The Town and the City: A Novel by Jack Kerouac


  “Listen, you little bastard—Friday afternoon! You show up at old man Bennett’s house with that nine bucks, I’ll be there to check, and if you don’t show up I’ll beat the living hell out of you, myself, personally. It don’t make no difference to me. All you young punks are alike. Another trick like this and I’ll send you up to reform school, remember that! All right!” He adjusted his goggles again. “By Christ, I’ll fix your little ticket, do you hear!”

  Charley braced himself for another stinging blow but without further ado, Tooey Warner re-adjusted his glove, patted his visor briskly, jammed the starter with a violent kick, and with his legs magnificently atilt like a jockey on a renowned horse, he roared off in a blast of appalling glory that had long been the living image of bane and woe to every Galloway boy old enough to walk.
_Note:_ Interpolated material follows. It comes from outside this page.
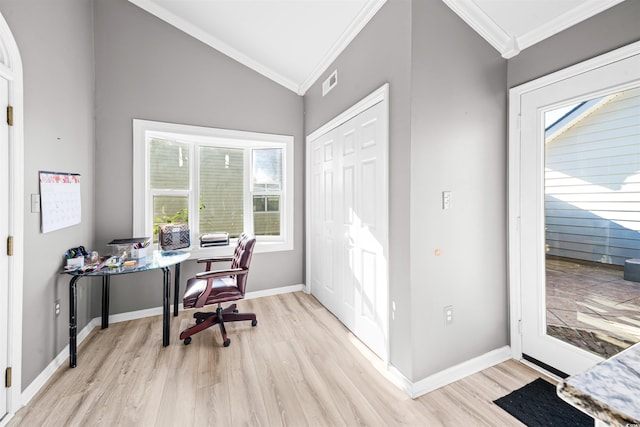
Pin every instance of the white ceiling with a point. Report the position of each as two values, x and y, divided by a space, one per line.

  Charley knew he was going to have a hard time raising the money and meeting his awful deadline. It was the furthest thing from his mind to ask for help from his parents. On the first day of his labors on the city dump, after school, he found that, at the rate he was going, he wouldn’t have enough time to salvage a sufficient amount of scrap—metal fixtures, bits of lead and brass, old aluminum pots and pans and such—to sell to the notoriously tight-fisted junkmen and at the same time make the deadline. He had to start playing “hookey” from school to spend the whole day at his task. This raised the problem of absentee notes for his school principal. He was full of troubles.

  Silently forbearing and self-reliant, Charley decided to worry about all that later and concentrated on the first thing at hand—gathering scrap on the dump. He had only four days to make it. It was a bitter and grueling task, in the dead of winter, on steep snowy banks swept by insistent winds all day long. He foraged and grubbed and labored among rusty fenders and old chassis, oil drums, tin cans, empty tomato crates and whiskey bottles that covered the sloping floor of the dump—which was really a floor and not a ground, with its sagging spongy layers of old coalesced swill and ashes, underneath which furtive dump rats scampered in their burrows.

  He worked there in a fury of energy, tearing off shapeless masses of junk to clear away whole areas of snow so that he could see what was to be found, until his hands were raw and cut and his face burned from the perpetually smoking fires. He was alone in the deserted slopes. Even the dogged grubby junkmen had been discouraged by the winter cold, and the air about him was foul from the smell of burnt-rubber smoke, from rancid exhalations that steamed up out of whole sections of ancient sour rot and from the general teeming putrescence of winter dampness on a dump along a river that received sewage and dye-mill disposals the year round. It was a stretch of the Merrimac River some distance below the White Bridge falls and about a mile below where it flowed so placidly, broadly, and undefiled off the Martin home on Galloway Road. Such was Charley’s fate.…

  Down by the water’s edge near a cluster of big rocks he erected an ingenious shelter where he stored his day’s scrap, before carting it at nightfall to a young friend’s backyard not far from the dump, and which he also used as a dressing-room. He could not come home for dinner at noontime all dirty from the junkheap, when he was supposed to be in school all morning, so he hit on the idea of preparing a bundle of old clothes, old shoes, towel and soap, which he took with him every morning from home along with his schoolbooks, and every noon after his morning’s work he changed in the shelter, washing with snow melted in the sun in a bucket, and then went home for dinner looking clean and scholarly. Then, at one o’clock, he returned to the dump for his afternoon’s work, changed back to his working clothes, hid the bicycle in the shelter and started in again in pitiable laborious measures.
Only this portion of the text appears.